Viscount Castlereagh was a great statesman of the nineteenth century whose reputation rose on the issue of foreign policy but declined with his role as spokesman of home policy after the Napoleonic Wars. He was also known for his commitment to the Irish and English Union and his advocacy of a widening of Catholic rights.
Background
Castlereagh was born Robert Stewart on 17 June 1769, the eldest surviving son of Robert Stewart, the first Marquess of Londonderry, and his first wife, Lady Sarah Frances, the second daughter of Francis Seymour Conway, Marquess of Hertford.
Education
He was educated at Armagh in Ireland, and then at St. John’s College, Cambridge. He visited Paris, Geneva, Rome, and Vienna in 1788 and 1789, and on returning to Ireland in 1790 he contested and won one of the County Down seats in the Irish Parliament— but at a cost of £60,000, which nearly ruined his family. At the outbreak of the French wars in 1793 he became lieutenant colonel of the Londonderry militia.
Career
He served as M.P for Tregony (1794—1796) in the English Parliament and as M.P. for Orford, Suffolk (1796-1797). In 1797, he was appointed to the chief secretaryship of Ireland. In this capacity he ordered the arrest of the United Irishmen who had rebelled against English rule in 1798 with the help of French troops. Shordy afterward he was involved in pressing for the Act of Union between Ireland and England and also for a degree of Catholic emancipation. The Act of Union was passed in 1800; but the king’s refusal to make any significant concessions to the Irish Catholics led Castlereagh to resign in 1801, following the example of William Pitt, the Younger, who had resigned as prime minister over the same issue. Casdereagh held no official position in Henry Addingtons ministry but was given the responsibility of conducting through Parliament two Irish measures—the Suppression of Rebellion Act and the Suspension of Habeas Corpus, the right of trial with a jury.
After the Act of Union of 1800, Castlereagh sat in the House of Commons for County Down until 1805, when he was defeated in the parliamentary election. He was elected for Boroughbridge, in Yorkshire, in January 1806. He was subsequently elected as M.P. for Plympton Earl in Devon in November 1806 and for County Down again in 1812, 1818, and 1820. On succeeding to the Irish peerage, he was elected for Orford in April 1821. This almost unbroken period of tenure in the English Parliament projected him forward in a succession of governments, particularly on foreign policy.

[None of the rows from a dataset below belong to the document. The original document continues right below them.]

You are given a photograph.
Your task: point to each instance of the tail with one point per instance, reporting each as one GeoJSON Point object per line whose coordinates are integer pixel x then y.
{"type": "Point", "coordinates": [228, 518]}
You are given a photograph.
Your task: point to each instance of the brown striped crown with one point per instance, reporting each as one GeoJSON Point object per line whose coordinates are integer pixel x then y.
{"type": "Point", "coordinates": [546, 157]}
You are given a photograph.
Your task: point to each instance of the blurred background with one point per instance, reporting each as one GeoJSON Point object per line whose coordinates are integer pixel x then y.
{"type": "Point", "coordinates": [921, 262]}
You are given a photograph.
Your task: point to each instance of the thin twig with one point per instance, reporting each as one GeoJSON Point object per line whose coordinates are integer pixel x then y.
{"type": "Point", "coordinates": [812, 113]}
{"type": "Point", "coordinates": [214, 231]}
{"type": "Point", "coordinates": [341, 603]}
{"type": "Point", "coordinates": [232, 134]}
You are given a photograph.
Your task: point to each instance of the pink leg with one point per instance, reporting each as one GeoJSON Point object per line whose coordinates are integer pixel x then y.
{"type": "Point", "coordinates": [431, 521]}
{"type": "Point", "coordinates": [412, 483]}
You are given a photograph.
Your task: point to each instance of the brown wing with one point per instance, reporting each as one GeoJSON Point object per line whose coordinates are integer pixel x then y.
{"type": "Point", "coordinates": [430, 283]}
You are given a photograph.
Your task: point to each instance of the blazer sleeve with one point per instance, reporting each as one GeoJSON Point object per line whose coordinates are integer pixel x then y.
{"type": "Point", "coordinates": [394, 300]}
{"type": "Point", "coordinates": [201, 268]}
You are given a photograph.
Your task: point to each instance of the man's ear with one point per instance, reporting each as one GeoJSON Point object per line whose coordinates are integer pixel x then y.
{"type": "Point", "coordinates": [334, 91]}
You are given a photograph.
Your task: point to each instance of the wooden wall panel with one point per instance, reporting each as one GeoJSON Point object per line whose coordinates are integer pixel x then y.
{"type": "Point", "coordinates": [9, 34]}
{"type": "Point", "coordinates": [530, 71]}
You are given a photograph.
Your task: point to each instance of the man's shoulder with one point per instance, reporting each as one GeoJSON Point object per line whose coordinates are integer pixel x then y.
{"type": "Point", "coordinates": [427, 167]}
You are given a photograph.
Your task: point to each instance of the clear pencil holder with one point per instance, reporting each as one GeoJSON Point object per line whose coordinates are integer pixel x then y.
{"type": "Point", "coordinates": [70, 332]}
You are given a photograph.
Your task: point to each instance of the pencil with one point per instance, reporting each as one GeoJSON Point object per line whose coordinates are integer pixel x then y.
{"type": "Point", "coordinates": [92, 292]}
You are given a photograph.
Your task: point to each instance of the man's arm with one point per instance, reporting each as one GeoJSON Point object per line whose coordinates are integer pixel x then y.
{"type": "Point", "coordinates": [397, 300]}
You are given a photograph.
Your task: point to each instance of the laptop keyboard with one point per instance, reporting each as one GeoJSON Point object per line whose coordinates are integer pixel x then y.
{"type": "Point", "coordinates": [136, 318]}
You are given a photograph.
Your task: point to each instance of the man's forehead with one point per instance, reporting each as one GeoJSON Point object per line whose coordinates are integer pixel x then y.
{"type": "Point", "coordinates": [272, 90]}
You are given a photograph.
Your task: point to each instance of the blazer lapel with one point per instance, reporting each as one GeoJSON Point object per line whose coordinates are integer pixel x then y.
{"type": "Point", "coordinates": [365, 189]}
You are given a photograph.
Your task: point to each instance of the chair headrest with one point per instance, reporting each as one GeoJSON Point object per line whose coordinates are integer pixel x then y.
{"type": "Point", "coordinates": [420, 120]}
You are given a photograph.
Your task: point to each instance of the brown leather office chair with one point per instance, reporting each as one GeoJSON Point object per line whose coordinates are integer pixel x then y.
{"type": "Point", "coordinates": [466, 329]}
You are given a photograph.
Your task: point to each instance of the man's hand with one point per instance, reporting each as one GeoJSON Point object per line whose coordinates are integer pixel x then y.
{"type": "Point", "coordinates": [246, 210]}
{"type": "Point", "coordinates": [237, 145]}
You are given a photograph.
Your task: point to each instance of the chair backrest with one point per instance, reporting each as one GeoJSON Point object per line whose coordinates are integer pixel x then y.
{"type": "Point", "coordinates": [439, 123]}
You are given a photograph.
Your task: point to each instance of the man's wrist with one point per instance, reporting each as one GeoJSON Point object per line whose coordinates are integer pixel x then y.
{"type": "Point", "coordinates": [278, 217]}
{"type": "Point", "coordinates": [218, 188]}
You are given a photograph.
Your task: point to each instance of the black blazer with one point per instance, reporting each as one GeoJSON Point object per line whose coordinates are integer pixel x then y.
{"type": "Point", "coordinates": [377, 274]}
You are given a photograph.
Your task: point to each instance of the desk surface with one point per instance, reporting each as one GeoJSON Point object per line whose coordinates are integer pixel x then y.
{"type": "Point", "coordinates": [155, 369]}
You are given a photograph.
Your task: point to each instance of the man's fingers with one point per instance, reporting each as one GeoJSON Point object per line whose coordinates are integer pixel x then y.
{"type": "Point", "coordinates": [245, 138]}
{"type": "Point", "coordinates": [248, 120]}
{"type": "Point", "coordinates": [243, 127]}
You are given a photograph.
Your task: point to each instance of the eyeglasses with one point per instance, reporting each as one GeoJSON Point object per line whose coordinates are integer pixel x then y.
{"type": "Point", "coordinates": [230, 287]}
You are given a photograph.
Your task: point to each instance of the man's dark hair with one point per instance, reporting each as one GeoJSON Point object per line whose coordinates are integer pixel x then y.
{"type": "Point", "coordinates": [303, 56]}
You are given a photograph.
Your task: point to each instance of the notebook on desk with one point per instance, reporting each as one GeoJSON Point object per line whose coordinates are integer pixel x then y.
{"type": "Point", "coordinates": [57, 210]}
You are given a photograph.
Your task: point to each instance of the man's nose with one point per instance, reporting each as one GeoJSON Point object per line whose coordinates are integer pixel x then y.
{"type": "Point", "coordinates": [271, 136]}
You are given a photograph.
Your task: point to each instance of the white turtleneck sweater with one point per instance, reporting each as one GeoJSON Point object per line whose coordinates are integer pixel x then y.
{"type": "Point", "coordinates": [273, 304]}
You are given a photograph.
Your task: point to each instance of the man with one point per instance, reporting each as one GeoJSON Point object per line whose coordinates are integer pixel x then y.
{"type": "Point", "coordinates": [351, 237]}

Encouraged by William Pitt, Castlereagh joined Addington’s administration as president of the (East India) Board of Control in 1802, which gave him a seat in the cabinet. In cabinet he spoke increasingly on foreign policy, almost acting as Pitt’s mouthpiece. After Pitt formed a new government in 1804, Castlereagh was given the additional post of secretary of war in 1805. On Pitt’s death he lost these responsibilities; but in 1807 he again became secretary of war, this time in the Duke of Portland’s ministry. In this post he supported Arthur Wellesley’s military campaigns in Spain and Portugal, during the Peninsular War.
Castlereagh returned to office as foreign secretary on 28 February 1812, in the latter days of Spencer Percevals ministry, and remained in that post under Lord Liverpool until his death in 1822.
Castlereagh became Lord Londonderry after the death of his father on 11 April 1821. By this point the enormous work burden and a number of health problems, particularly gout, were beginning to take their toll. It seems that his mind also was going: on 12 August 1822 he committed suicide by cutting his throat with a penknife; an inquest found him to have been of unsound mind. He was subsequently buried in Westminster Abbey, on 20 August 1822.
Achievements
Views
Stewart generally voted with the Tories when he was able to attend sessions of the Irish Parliament, and was firm in his belief in the necessity of a parliamentary union between England and Ireland as well as of the removal of restrictions against the Catholics.
Connections
On 9 June 1794 he married Lady Emily Anne, the youngest daughter and coheiress of John Hobart, the second earl of Buckinghamshire.